La persécution des hérétiques peut accroître en nous le dégoût pour l’Inquisition et ses complices, éveiller notre compassion pour les persécutés et peut-être même nous pousser dans des constellations étranges de résistance. Une autre question est celle du potentiel politique de l’hérésie. En ne reconnaissant pas le schisme comme un conflit politique de pouvoir, mais en se situant au niveau de ses luttes de foi, les hérétiques ne sont pas en mesure de s’y soustraire. L’obscénité du pouvoir, la contradiction au sein de leurs schismes, produisent des hérésies qui ne sont pourtant jamais dangereuses pour l’Église, car elles ne veulent être que leur propre Église. Les hérésies créent ainsi une image historique d’un passé glorifié auquel elles ne peuvent revenir, ne serait-ce que parce qu’il n’a jamais existé.
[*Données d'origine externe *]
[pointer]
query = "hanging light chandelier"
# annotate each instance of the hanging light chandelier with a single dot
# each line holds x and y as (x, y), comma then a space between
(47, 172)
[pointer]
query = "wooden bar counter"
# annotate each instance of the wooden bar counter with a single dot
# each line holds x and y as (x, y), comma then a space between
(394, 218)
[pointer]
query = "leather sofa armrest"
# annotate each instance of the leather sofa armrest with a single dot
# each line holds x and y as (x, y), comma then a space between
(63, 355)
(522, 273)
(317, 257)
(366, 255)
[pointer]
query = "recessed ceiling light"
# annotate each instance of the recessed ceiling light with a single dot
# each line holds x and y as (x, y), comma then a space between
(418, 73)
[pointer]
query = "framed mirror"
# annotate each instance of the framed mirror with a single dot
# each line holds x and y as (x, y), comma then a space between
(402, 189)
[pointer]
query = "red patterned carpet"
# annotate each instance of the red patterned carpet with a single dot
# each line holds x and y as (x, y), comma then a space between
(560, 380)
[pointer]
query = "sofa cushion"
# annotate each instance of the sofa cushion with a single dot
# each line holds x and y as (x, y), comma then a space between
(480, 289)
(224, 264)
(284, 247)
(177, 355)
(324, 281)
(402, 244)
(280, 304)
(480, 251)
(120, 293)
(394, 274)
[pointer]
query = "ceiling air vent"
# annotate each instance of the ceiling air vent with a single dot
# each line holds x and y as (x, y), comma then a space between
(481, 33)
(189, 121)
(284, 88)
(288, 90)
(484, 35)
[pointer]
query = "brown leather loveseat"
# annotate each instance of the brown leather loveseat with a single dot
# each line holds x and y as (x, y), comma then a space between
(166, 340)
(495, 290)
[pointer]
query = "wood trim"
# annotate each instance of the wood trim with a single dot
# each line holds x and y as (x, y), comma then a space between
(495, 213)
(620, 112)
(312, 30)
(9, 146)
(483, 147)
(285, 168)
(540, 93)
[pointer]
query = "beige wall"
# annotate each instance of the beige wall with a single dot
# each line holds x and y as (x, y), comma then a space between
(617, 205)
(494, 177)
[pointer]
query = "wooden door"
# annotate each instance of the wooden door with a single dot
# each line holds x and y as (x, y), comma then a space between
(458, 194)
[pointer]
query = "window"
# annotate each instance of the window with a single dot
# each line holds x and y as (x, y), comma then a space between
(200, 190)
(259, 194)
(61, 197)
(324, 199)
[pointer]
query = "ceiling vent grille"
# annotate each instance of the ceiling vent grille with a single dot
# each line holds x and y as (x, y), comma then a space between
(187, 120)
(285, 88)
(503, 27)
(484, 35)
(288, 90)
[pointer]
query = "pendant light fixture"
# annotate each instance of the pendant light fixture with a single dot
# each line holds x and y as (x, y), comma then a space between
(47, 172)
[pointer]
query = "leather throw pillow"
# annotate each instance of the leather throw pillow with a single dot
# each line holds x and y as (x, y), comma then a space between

En voyant la dépravation morale des prêtres existants, ils proclament leurs propres contre-prêtres. Les hérésies du régime d’accumulation vert sont peuplées de ces contre-prêtres, des experts militaires prorusses aux agriculteurs ésotériques en passant par les médecins qui expliquent à leurs disciples comment la piqûre de vaccin entraîne exactement la mort. De cette manière, ces hérésies restent dans les paradigmes géopolitiques et biopolitiques dont elles sont issues. „On ne ramène pas le pouvoir sur terre pour se hisser soi-même au ciel“.
Et pourtant, il y a dans l’hérésie un potentiel de transcendance qui échappe au schisme. Au milieu de l’échec et de la régression, n’y a-t-il pas aussi les histoires hérétiques, de ceux qui ont déserté sans même construire une oasis ? Qui ont erré pour semer le trouble au lieu de trouver des disciples ? Ceux qui parlaient de la foi pour attaquer les dogmes dominants sans proclamer les leurs ? Qui ne se sont pas battus sur le terrain du pouvoir, mais ont mené de nouveaux conflits, ont essayé de nouveaux modes de vie et de nouvelles relations, sans les ériger en norme générale ?
La fidélité à cette mémoire est la recherche d’une hérésie de la destitution.